As we ambled up the stairs to the MG, I wondered if she'd been standing there long enough to see me lick the tears right off the poor bastard's face. No need to ask, because I'd know the answer soon enough, the minute we started making love. She'd probably suggest we reenact it as a form of role play. Zara was a freak like that.
My mouth burned of salt. I needed a breath mint, or a swig of whiskey. The MG's passenger seat was covered in blood.
That's when she told me she was pregnant.
Undisclosed Location, 2012
"If anything goes wrong, you can always blame it on the Russians."
She was right. Benedetta was always right. Until she wasn't. At least she'd realized by then there was no point trying to stop me once my mind was made up. She even offered to teach me how to use a computer. I probably should have apologized, but I didn't. She paid for the Christmas tree, and I threw it in the back of the truck.
"It's been a rough year," I told her, struggling to confront the fear in her eyes. Benedetta would understand, eventually. She already knew about Bogdan's run-in with Interpol, and the stolen Cal Ripken Jr. rookie card. She knew Flavio had been declared missing, and was likely to stay that way.

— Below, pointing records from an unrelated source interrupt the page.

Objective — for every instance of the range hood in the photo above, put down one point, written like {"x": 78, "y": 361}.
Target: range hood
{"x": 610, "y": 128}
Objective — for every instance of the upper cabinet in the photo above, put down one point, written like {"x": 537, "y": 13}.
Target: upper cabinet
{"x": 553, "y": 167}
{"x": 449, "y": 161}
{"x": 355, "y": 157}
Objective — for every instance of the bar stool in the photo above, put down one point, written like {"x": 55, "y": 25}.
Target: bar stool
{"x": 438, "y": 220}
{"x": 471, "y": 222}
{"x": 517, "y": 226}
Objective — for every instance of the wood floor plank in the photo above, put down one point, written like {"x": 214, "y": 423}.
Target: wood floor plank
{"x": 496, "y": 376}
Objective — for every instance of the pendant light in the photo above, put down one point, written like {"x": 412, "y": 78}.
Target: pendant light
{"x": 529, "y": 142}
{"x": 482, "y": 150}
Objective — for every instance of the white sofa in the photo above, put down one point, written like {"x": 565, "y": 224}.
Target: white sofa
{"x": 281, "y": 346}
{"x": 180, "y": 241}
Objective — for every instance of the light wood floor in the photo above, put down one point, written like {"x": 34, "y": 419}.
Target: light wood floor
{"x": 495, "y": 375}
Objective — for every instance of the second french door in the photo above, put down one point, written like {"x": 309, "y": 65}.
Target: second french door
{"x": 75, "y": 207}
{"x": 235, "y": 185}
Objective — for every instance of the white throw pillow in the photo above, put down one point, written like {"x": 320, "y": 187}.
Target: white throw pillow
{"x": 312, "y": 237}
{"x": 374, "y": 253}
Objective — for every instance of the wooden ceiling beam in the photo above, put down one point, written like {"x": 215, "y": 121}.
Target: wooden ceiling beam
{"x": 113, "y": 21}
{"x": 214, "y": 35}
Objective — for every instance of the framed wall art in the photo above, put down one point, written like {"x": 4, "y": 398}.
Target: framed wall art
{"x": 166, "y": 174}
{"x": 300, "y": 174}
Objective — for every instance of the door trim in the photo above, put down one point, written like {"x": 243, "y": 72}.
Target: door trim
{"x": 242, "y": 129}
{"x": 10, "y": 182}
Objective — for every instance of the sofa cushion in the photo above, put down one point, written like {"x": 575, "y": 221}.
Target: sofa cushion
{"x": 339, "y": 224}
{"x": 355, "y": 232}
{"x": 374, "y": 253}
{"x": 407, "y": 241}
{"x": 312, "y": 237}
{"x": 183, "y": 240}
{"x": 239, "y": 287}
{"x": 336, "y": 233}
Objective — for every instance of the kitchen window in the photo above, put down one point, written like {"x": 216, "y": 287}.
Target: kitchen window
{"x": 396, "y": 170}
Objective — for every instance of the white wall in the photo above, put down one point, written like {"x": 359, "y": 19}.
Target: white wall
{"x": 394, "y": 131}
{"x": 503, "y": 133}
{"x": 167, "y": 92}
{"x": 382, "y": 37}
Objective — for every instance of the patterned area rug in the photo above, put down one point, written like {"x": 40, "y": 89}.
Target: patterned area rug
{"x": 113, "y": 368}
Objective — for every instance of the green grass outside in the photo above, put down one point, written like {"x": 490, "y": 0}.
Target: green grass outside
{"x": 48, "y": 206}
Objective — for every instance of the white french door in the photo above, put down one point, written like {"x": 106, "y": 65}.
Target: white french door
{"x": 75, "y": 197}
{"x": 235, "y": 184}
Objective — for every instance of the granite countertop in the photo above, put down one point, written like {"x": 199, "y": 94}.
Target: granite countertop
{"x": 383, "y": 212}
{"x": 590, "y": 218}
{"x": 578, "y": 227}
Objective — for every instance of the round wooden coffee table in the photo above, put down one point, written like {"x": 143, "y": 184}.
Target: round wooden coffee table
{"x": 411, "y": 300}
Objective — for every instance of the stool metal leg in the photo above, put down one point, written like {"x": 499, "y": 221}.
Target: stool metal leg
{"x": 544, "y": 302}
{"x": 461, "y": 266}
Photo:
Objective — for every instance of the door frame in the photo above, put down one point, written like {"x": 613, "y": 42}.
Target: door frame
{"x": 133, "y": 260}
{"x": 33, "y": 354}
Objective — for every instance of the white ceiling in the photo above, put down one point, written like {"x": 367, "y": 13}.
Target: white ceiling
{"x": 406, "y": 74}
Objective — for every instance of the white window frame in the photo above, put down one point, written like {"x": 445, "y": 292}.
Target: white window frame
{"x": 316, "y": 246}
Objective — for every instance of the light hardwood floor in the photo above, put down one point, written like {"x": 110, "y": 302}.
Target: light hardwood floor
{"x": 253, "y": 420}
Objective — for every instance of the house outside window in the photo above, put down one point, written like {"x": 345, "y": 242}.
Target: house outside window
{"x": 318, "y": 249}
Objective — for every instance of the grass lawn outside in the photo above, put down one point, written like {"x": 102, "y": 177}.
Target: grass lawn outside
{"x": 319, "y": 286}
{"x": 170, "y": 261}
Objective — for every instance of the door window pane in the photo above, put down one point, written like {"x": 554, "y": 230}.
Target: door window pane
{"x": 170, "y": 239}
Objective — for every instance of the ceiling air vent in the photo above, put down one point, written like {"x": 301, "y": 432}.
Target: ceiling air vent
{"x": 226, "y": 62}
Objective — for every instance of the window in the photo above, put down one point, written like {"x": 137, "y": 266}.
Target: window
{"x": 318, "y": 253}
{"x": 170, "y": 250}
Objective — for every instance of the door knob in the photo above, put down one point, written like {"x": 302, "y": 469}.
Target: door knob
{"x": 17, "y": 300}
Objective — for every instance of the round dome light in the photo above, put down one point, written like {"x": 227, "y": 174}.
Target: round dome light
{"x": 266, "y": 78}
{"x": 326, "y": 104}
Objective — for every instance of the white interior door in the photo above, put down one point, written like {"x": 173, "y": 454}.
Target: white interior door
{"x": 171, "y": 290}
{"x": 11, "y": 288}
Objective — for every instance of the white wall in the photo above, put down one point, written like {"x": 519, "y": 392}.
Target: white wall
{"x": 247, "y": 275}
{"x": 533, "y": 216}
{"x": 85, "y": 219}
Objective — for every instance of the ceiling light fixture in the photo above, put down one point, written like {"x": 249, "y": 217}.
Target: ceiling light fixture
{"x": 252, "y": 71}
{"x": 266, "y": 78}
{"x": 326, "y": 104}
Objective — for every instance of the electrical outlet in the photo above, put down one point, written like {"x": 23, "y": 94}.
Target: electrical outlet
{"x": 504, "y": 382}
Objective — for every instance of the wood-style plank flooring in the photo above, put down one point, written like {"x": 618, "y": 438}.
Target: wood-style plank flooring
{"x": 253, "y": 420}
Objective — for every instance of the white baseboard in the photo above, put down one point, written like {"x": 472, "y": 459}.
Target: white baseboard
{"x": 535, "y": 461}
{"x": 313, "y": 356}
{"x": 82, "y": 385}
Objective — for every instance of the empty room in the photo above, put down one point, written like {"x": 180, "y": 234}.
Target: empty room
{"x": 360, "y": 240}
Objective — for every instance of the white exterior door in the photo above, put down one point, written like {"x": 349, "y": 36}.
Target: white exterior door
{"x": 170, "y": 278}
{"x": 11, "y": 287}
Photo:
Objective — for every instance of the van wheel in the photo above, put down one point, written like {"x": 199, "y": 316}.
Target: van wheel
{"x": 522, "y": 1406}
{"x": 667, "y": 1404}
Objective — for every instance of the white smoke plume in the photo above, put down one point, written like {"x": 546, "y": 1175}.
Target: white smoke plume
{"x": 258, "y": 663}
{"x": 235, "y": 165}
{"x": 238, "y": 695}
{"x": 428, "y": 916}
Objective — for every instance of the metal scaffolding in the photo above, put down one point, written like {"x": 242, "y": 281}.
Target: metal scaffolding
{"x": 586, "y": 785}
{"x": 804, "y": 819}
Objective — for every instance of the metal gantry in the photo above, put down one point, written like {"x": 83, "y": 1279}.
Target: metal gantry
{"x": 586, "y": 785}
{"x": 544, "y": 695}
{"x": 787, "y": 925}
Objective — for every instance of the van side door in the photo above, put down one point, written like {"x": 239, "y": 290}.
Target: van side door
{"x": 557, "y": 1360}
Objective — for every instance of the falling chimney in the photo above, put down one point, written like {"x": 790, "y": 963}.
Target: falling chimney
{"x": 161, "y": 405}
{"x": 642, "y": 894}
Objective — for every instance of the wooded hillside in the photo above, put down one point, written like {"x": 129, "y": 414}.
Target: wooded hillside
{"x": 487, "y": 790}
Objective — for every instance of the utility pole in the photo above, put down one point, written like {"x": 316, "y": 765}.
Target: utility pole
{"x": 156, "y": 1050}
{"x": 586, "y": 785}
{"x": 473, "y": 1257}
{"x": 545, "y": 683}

What she didn't know was that a client of mine over the summer had tipped me off to a homegrown terrorist plot to steal classified military technology—something about using heat lasers and gamma rays to control the weather and unleash devastating "superstorms." I'd agreed to hunt down the culprits, and accepted payment up front. I bought the rookie card from a local dealer, and went off-grid for a couple of months, working the case.
It wasn't long before the Deep State's goons started trailing me. One morning, I discovered my Cinnamon Toast Crunch had been replaced with 9mm shell casings. I wanted to eat them, just to prove I couldn't be intimated, but by then my teeth had gone to hell from all the gummy worms and chew tobacco. I turned on the news instead. "Hurricane Sandy" was moving up the eastern seaboard.
The terrorist was in the White House.